Emmanuel Combe a publié une chronique dans le journal L’Opinion, le 26 Octobre 2018, sur l’avenir des magasins physiques.
Le magasin physique a encore un avenir
Quelle est l’enseigne préférée des Français ? Selon la récente enquête du cabinet OC & C, il s’agit de Grand Frais. Figurent également dans le top 10 Picard, Leclerc et Biocoop, le géant Amazon se voyant relégué à la 12e place.
Ce classement nous montre que le commerce alimentaire physique est plébiscité, dès lors qu’il affiche une offre claire et spécialisée sur une thématique : les prix bas (Leclerc), le surgelé (Picard), le bio (Biocoop), les produits frais (Grand Frais). Il vient également nous rappeler que faire ses courses alimentaires n’est pas forcément synonyme de corvée, pour peu que l’expérience client soit renouvelée, notamment au travers d’un parcours d’achat efficace et qualitatif, qui mise sur la différenciation des produits. A cet égard, on notera que les enseignes plébiscitées sont souvent des distributeurs qui proposent leurs propres marques, à l’image de Biocoop ou de Picard dans l’alimentaire ou de Decathlon et Ikea, dans le non alimentaire.
La présence en rayon de marques mondiales de grands fabricants n’est plus un passage obligé : en misant sur les marques propres, mais aussi sur le « made in France » et les circuits courts, les enseignes plébiscitées donnent un ancrage local à leur offre, à même de conquérir le cœur des clients, en quête de consommation responsable. On est bien loin de l’anonymat des linéaires d’hypermarché alignant de grandes marques mondiales ou du pur commerce en ligne façon Amazon, perçu comme distant.
Modèle omnicanal. Autre enseignement : l’opposition entre petit commerçant indépendant et grande surface n’a plus grand sens. On peut avoir la puissance d’achat d’un grand distributeur et le format d’un commerce spécialisé, en misant sur un réseau de franchisés, à l’image de Grand Frais. Au-delà des produits frais, c’est tous les segments de l’alimentation qui peuvent évoluer demain vers le modèle de la chaîne spécialisée, à l’image de ce que l’on observe déjà dans la boulangerie.

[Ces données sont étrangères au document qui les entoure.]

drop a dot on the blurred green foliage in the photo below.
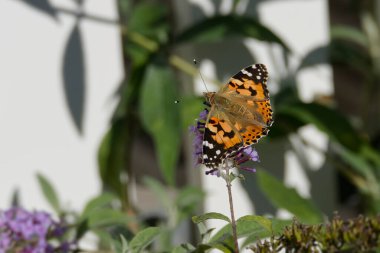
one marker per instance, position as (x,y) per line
(153,73)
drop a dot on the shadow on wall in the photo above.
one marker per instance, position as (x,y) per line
(73,70)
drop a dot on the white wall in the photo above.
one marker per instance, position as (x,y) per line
(37,133)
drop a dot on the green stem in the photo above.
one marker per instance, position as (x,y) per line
(233,221)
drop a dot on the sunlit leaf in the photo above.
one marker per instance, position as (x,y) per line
(288,198)
(106,217)
(111,158)
(261,220)
(210,216)
(161,117)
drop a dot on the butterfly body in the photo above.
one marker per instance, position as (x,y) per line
(240,115)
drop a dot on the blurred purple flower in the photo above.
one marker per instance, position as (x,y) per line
(30,232)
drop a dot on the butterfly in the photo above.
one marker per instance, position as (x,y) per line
(240,114)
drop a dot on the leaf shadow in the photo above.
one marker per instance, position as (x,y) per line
(43,6)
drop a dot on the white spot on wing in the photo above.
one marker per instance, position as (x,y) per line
(245,72)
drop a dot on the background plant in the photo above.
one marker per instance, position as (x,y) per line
(154,70)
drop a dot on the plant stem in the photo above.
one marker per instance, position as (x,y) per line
(233,221)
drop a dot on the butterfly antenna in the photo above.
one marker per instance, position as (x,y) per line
(200,74)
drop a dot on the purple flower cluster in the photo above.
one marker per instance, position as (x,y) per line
(31,232)
(241,156)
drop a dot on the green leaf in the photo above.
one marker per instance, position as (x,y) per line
(100,201)
(106,218)
(190,109)
(150,19)
(74,77)
(277,229)
(219,28)
(183,248)
(161,118)
(189,198)
(251,228)
(363,175)
(288,198)
(261,220)
(81,230)
(210,216)
(49,193)
(111,158)
(159,190)
(143,238)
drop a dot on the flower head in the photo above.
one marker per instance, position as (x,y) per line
(30,232)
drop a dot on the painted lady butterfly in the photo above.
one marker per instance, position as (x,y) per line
(240,115)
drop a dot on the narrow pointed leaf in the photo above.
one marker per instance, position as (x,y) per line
(161,118)
(74,77)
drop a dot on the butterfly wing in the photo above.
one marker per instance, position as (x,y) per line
(220,139)
(246,101)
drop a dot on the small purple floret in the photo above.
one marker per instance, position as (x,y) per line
(30,232)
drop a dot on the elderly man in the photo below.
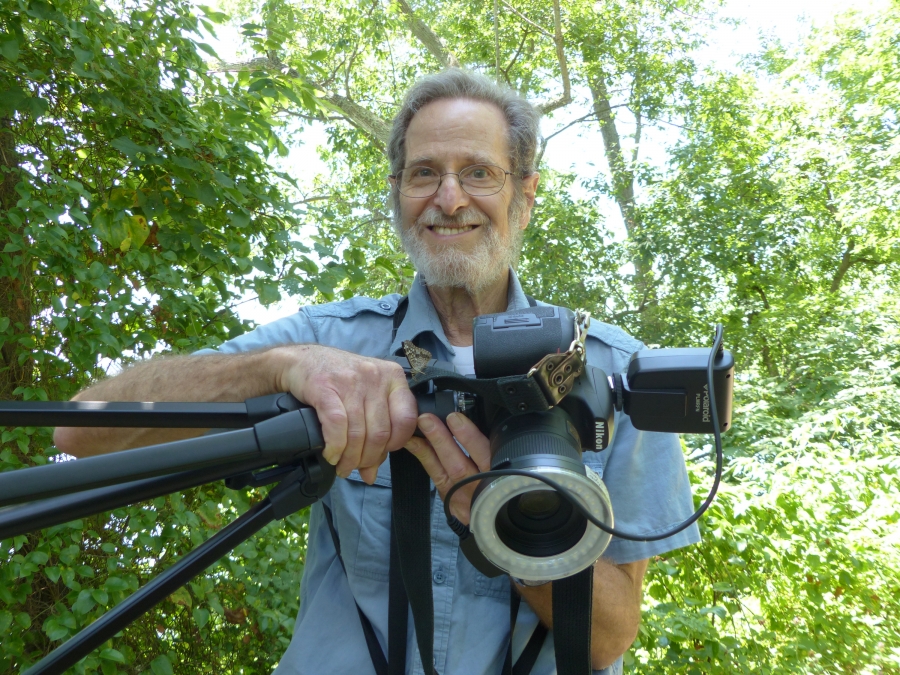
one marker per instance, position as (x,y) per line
(463,186)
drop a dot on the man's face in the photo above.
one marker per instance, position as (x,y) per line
(453,238)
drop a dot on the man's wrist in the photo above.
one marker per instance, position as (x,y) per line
(528,583)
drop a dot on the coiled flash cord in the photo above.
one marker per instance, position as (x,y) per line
(463,530)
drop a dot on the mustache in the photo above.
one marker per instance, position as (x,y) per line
(433,217)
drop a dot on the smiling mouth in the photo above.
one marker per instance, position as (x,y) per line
(450,231)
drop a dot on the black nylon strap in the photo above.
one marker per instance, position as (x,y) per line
(514,601)
(572,600)
(398,612)
(375,652)
(411,504)
(532,650)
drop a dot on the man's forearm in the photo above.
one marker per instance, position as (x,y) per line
(615,614)
(212,378)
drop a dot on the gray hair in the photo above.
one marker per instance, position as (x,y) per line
(522,118)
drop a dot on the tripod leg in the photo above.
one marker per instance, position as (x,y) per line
(82,644)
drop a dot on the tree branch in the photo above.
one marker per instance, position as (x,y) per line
(622,177)
(497,40)
(427,37)
(363,119)
(526,19)
(566,97)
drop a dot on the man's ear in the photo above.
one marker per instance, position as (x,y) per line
(529,189)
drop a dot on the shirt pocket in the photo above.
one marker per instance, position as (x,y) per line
(496,587)
(372,553)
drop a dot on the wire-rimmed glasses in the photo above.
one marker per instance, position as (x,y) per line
(478,180)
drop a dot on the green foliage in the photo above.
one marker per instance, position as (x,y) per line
(137,207)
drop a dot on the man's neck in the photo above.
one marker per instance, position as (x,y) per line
(456,308)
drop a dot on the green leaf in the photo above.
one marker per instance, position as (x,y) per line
(161,665)
(9,48)
(85,602)
(201,616)
(181,597)
(113,655)
(38,557)
(206,48)
(128,147)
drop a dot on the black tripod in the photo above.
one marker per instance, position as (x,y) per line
(275,439)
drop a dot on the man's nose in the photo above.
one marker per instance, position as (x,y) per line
(450,196)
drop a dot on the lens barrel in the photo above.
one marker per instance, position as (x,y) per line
(523,526)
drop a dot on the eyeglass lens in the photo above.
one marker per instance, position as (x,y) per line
(480,180)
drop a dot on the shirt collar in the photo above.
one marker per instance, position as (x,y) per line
(422,317)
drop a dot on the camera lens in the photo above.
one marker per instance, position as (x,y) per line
(538,505)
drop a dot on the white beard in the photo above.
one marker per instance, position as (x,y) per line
(451,267)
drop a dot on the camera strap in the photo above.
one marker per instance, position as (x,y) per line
(410,580)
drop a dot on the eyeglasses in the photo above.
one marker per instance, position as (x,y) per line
(479,180)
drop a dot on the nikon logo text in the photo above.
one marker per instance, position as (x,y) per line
(599,435)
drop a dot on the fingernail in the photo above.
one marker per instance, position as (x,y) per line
(454,421)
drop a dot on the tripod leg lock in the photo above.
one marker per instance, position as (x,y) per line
(305,486)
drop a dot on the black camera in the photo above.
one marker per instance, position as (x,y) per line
(539,514)
(541,405)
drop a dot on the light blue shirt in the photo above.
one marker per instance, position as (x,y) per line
(643,471)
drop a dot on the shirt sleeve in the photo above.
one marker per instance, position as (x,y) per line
(648,485)
(644,471)
(294,329)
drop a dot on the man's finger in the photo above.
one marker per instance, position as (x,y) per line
(404,413)
(423,452)
(356,435)
(453,460)
(333,418)
(378,430)
(470,437)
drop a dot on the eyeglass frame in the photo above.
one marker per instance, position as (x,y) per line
(396,177)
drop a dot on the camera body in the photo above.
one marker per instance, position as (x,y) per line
(542,405)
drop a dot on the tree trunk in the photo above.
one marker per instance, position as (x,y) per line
(15,289)
(622,178)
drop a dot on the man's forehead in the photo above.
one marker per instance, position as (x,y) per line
(473,130)
(472,157)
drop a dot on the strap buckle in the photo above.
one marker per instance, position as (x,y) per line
(555,373)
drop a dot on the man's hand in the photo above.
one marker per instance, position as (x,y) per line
(364,404)
(446,463)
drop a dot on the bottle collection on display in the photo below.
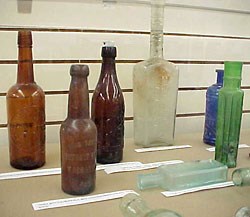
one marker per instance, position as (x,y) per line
(99,137)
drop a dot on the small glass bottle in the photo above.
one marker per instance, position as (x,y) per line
(155,88)
(229,115)
(241,177)
(108,110)
(132,205)
(26,112)
(212,93)
(78,137)
(184,175)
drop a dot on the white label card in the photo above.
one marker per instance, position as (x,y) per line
(201,188)
(128,168)
(162,148)
(54,171)
(212,149)
(80,200)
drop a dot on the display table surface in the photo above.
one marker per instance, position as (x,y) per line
(17,196)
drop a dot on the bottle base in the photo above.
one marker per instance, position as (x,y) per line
(79,191)
(26,164)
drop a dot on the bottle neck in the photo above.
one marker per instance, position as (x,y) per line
(78,104)
(232,83)
(108,67)
(156,34)
(25,65)
(220,75)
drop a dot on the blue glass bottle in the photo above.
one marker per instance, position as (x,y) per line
(209,135)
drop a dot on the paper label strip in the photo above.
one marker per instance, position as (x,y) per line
(142,150)
(80,200)
(212,149)
(201,188)
(54,171)
(128,168)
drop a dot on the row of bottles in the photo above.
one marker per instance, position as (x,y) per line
(82,139)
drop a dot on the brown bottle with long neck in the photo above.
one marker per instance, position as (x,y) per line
(26,112)
(78,137)
(108,110)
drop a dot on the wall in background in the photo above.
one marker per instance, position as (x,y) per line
(197,39)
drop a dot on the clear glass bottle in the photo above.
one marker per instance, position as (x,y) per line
(26,112)
(229,115)
(132,205)
(184,175)
(241,176)
(108,110)
(212,93)
(155,88)
(78,137)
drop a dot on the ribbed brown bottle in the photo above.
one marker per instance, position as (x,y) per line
(26,112)
(108,110)
(78,137)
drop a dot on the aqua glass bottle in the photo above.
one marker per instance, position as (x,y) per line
(132,205)
(229,115)
(155,88)
(184,175)
(212,93)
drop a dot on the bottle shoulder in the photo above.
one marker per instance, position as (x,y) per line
(25,90)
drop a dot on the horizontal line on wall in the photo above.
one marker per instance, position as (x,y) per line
(77,30)
(128,61)
(184,115)
(61,92)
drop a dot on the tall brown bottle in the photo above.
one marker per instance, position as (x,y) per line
(26,112)
(78,137)
(108,110)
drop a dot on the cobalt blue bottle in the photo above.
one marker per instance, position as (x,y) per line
(209,135)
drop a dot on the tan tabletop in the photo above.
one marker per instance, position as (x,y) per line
(16,196)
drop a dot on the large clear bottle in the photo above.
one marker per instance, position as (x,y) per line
(132,205)
(26,112)
(78,137)
(155,87)
(212,93)
(229,115)
(108,110)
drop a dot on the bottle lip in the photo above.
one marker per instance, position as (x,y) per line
(24,38)
(80,70)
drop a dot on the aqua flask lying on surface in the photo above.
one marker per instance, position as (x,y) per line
(133,205)
(184,175)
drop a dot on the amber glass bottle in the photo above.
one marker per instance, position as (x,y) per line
(26,112)
(108,110)
(78,137)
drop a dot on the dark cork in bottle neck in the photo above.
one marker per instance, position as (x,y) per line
(24,38)
(79,70)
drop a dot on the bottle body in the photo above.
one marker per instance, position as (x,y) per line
(209,135)
(78,138)
(26,112)
(108,111)
(132,205)
(241,177)
(155,88)
(184,175)
(229,115)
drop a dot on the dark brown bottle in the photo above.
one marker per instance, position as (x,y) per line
(108,110)
(78,137)
(26,112)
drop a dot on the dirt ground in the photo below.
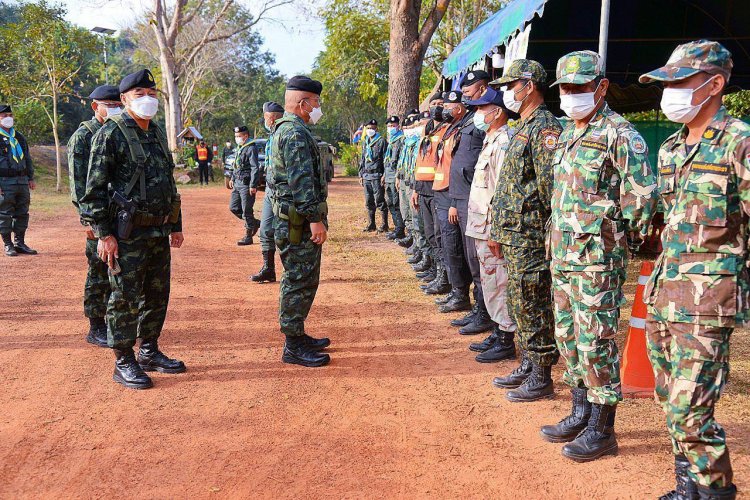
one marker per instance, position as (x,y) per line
(403,411)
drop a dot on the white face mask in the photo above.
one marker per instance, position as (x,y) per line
(579,106)
(145,106)
(677,104)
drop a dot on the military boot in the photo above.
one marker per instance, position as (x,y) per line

C’est dire que le commerce physique alimentaire a encore un avenir, même à l’heure de la « révolution numérique ». Constatons d’ailleurs que le commerce en ligne de produits alimentaires reste encore peu développé en France, avec une part de marché de 7 %. Plus encore, grâce au numérique, les magasins physiques vont pouvoir réduire l’aspérité du passage en caisse, en misant sur le paiement par smartphone. Mais surtout, l’expérience montre que dans l’alimentaire les modèles en ligne sont adossés à des magasins physiques, que ce soit le drive ou la commande sur internet approvisionnée à partir d’un magasin de proximité. Pour l’heure, c’est bien le modèle omnicanal qui s’impose, plus que le modèle « pure player », fondé sur des entrepôts en périphérie des grandes zones urbaines.
Si Amazon veut exister demain sur le marché de l’alimentaire et du frais, il va devoir opérer un mouvement stratégique, comme il l’a déjà fait aux Etats-Unis en rachetant Whole Foods en 2017 : acquisition ou partenariat avec une enseigne de proximité – à l’image de la récente alliance avec Monoprix sur Paris —, voire ouverture de point de ventes/livraison en milieu urbain. Pour conquérir demain le cœur des consommateurs français dans l’alimentaire, les magasins en ligne n’auront d’autre choix que de se rapprocher… des magasins physiques.
Emmanuel Combe est professeur des universités, professeur affilié à Skema business school.